A new addition to the awards’ lists, is the ‘Best of The Best’; created specifically to honor those who have taken the #1 spot of ‘The World’s 50 Best’, as they can now no longer be in the running to compete; as previous winners. This allows new entrants to vie for the top prize without having to compete with the restaurants who have won time and again. This means chefs such as Ferran Adria, Massimo Bottura and Rene Redzepi can only receive the sought-after #1 if they open a restaurant in new premises.
The 51 – 100 World’s Best Restaurants List 2019 was revealed yesterday (Full List HERE) and places have been tipped upside-down, meaning that there will be quite a few new entries in ‘The World’s 50 Best’. What we do know is that there are six restaurants from Spain, one from France and three from Italy in the 2019 list of the World’s Best Restaurants; coming in between 51 and 100. At number 51 there is Niko Romito’s Reale Castel di Sangro, San Sebastian’s Arzak in 53rd place, and DiverXO (Madrid) gaining momentum from No. 96 last year to No. 75 this year. Albert Adria’s Barcelonan restaurant Enigma goes higher up the list in its second year; now coming in at No. 82.

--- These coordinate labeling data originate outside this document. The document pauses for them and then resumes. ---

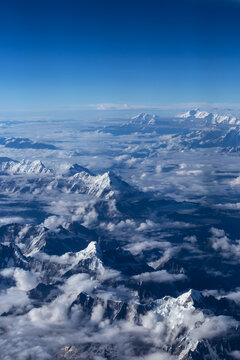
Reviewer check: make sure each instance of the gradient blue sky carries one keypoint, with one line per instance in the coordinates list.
(70, 53)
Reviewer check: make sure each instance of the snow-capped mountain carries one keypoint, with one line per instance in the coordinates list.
(10, 166)
(207, 118)
(24, 143)
(76, 179)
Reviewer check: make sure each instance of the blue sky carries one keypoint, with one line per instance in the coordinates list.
(76, 53)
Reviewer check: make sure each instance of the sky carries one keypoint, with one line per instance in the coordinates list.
(102, 54)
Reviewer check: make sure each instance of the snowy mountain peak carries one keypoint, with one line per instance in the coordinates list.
(23, 167)
(210, 118)
(143, 119)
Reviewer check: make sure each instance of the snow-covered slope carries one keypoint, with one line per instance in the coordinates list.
(209, 118)
(76, 179)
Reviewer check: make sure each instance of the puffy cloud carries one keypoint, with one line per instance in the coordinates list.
(160, 276)
(221, 242)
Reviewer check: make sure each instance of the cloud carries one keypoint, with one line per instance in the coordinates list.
(161, 276)
(227, 248)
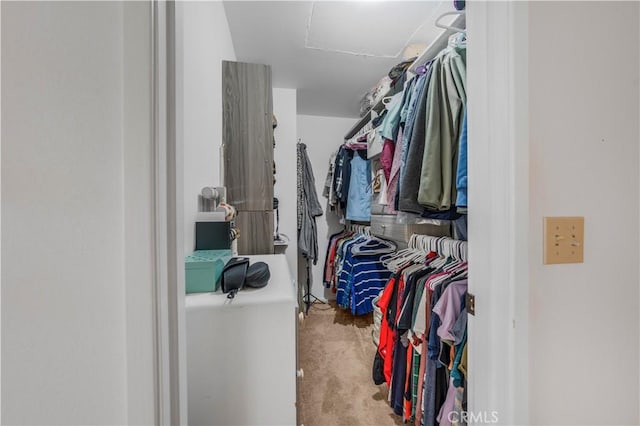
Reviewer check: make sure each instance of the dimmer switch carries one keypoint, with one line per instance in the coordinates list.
(563, 240)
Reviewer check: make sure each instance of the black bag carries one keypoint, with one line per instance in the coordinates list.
(237, 273)
(233, 275)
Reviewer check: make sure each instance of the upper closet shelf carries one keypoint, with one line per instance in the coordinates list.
(429, 53)
(364, 120)
(439, 43)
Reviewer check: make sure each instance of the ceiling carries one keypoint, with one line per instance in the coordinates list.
(332, 52)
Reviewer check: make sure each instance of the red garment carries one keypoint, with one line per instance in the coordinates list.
(387, 334)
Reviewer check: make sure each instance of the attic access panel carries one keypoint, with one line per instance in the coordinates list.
(380, 29)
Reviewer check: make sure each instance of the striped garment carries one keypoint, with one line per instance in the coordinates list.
(361, 279)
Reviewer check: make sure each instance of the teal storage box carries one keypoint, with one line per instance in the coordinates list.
(203, 269)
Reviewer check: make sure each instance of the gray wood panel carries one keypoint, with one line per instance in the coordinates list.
(256, 232)
(247, 133)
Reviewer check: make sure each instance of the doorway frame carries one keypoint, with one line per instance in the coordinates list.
(498, 170)
(498, 229)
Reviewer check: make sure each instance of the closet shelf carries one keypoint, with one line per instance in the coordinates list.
(429, 53)
(439, 43)
(365, 119)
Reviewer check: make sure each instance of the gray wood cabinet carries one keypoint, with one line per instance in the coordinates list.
(247, 135)
(256, 232)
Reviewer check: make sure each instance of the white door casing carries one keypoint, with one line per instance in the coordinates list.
(499, 217)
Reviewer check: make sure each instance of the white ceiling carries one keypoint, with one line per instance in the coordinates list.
(333, 52)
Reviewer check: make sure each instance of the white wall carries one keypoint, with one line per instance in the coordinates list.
(70, 187)
(204, 41)
(323, 136)
(584, 110)
(284, 154)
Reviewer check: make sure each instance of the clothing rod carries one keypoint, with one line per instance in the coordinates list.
(438, 44)
(444, 246)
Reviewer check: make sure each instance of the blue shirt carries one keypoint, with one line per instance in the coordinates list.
(461, 178)
(359, 196)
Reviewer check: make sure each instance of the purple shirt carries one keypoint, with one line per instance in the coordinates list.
(448, 308)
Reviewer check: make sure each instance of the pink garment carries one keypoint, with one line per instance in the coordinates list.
(444, 417)
(392, 182)
(386, 157)
(448, 308)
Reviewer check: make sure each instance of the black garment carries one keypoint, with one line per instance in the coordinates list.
(378, 369)
(342, 175)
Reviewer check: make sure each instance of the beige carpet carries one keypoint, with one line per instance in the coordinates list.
(336, 352)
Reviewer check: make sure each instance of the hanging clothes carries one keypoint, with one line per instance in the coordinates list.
(445, 102)
(423, 339)
(359, 195)
(461, 178)
(308, 207)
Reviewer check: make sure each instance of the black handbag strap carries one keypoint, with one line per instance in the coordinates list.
(233, 276)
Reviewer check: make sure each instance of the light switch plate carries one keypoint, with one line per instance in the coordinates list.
(563, 240)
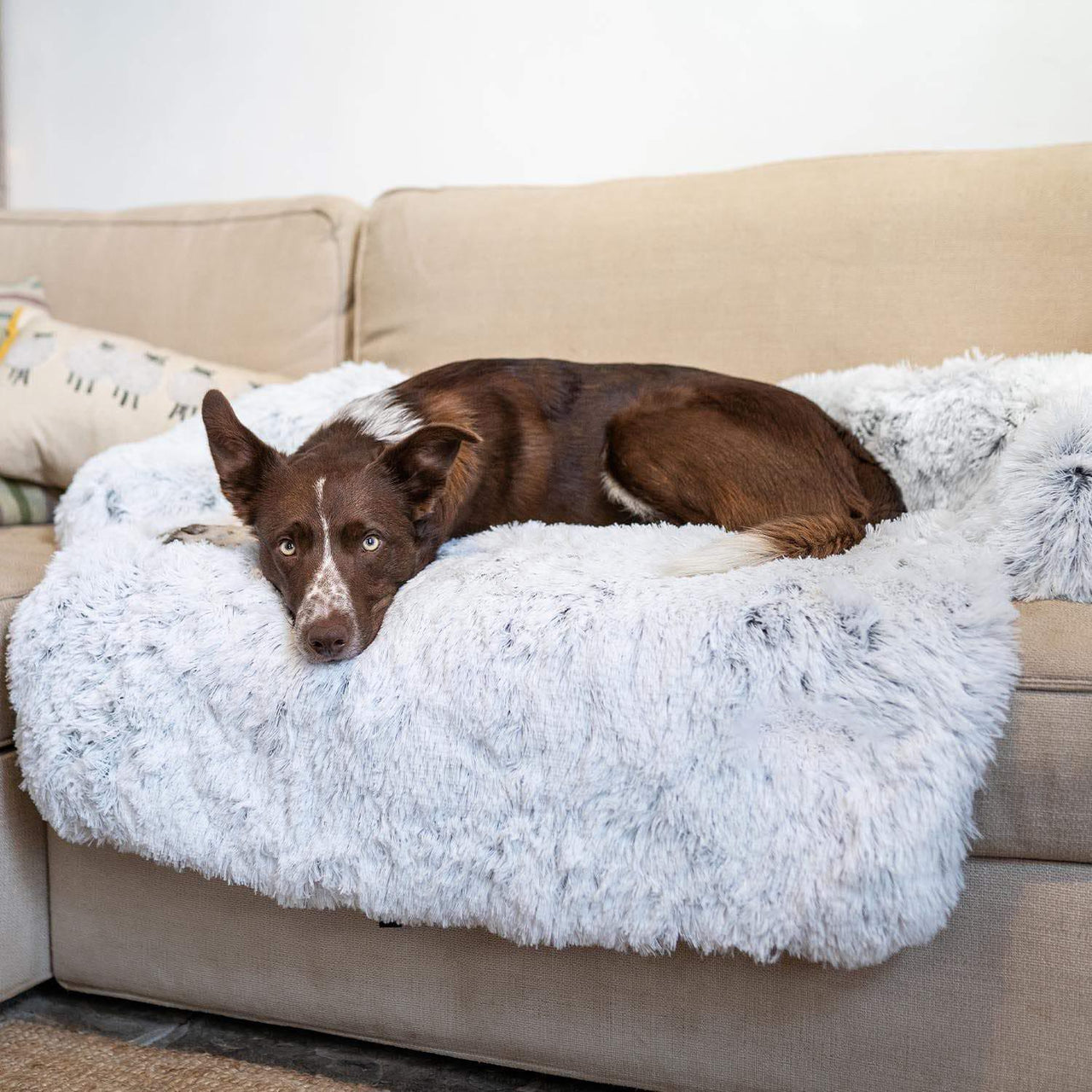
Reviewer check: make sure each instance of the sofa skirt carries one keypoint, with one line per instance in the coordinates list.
(1001, 1001)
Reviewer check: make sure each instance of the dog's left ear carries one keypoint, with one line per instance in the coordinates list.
(242, 460)
(421, 463)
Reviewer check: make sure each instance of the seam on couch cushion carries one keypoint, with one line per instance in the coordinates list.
(1060, 683)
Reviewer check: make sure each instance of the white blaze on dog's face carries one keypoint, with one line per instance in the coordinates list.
(341, 525)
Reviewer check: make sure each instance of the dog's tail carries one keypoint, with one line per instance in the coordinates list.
(787, 537)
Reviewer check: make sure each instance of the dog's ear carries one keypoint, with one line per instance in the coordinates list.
(421, 463)
(242, 460)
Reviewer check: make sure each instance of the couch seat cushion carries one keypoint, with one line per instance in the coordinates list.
(1037, 802)
(24, 553)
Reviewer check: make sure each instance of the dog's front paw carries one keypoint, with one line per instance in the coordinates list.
(218, 534)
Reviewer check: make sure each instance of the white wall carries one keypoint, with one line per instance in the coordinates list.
(115, 102)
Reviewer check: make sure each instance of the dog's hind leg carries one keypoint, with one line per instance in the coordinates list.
(781, 475)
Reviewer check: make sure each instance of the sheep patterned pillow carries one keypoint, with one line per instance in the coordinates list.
(70, 392)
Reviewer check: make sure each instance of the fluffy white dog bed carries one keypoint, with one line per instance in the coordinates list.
(549, 738)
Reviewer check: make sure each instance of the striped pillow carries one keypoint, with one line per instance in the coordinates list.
(26, 502)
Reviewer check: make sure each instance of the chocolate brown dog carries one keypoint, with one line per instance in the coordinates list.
(367, 500)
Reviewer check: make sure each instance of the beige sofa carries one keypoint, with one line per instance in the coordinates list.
(763, 273)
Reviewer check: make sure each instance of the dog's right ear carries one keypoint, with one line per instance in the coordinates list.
(242, 460)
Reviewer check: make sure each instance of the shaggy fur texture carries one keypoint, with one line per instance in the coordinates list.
(549, 738)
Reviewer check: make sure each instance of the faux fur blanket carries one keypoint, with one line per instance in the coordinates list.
(549, 738)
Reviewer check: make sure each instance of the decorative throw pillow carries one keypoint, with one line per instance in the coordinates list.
(68, 392)
(26, 502)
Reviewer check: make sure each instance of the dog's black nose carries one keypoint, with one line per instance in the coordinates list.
(328, 640)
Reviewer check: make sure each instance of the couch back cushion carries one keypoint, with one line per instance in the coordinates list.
(763, 272)
(257, 284)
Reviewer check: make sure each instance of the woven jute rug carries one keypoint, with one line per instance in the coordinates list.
(41, 1058)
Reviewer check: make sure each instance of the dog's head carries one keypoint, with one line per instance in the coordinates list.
(341, 525)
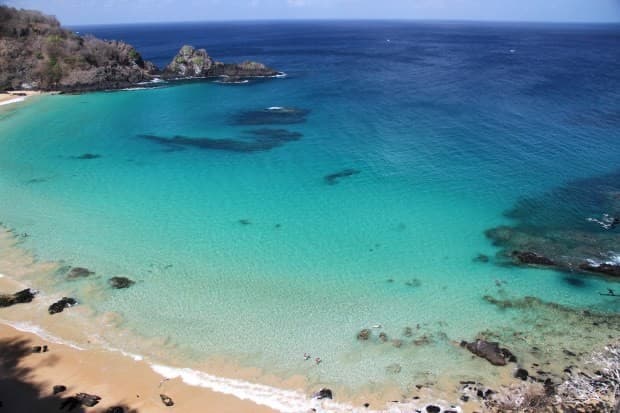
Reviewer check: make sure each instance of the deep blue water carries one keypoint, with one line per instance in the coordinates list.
(253, 255)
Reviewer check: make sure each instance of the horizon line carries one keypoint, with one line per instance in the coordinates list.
(369, 19)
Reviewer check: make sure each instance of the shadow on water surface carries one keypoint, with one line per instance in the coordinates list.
(259, 140)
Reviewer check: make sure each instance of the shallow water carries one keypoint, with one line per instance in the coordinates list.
(256, 255)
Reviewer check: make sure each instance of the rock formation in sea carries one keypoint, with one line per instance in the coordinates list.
(190, 63)
(572, 228)
(37, 53)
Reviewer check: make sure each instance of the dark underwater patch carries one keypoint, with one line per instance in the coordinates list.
(270, 116)
(254, 141)
(87, 156)
(334, 178)
(572, 227)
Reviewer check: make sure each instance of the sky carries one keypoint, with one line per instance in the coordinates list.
(75, 12)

As fascinated by fine cuisine and wine as we are here at Gourmand Breaks we thought it best to show how the ‘World’s 50 Best Restaurants’ do in fact get chosen:
Each Academy member votes for 10 restaurants; at least 4 of these must be for restaurants outside their home region. Each member submits their 10 choices in order of preference, and they must also have eaten in the restaurants they nominate within the last 18 months.
Academy members cannot have financial interest in any restaurant they vote for, and they can only vote for a restaurant based on a dining experience that takes place at the restaurant itself. Nominations must be made for the restaurant, not for the restaurateur or the chef; and members of the Academy must remain anonymous.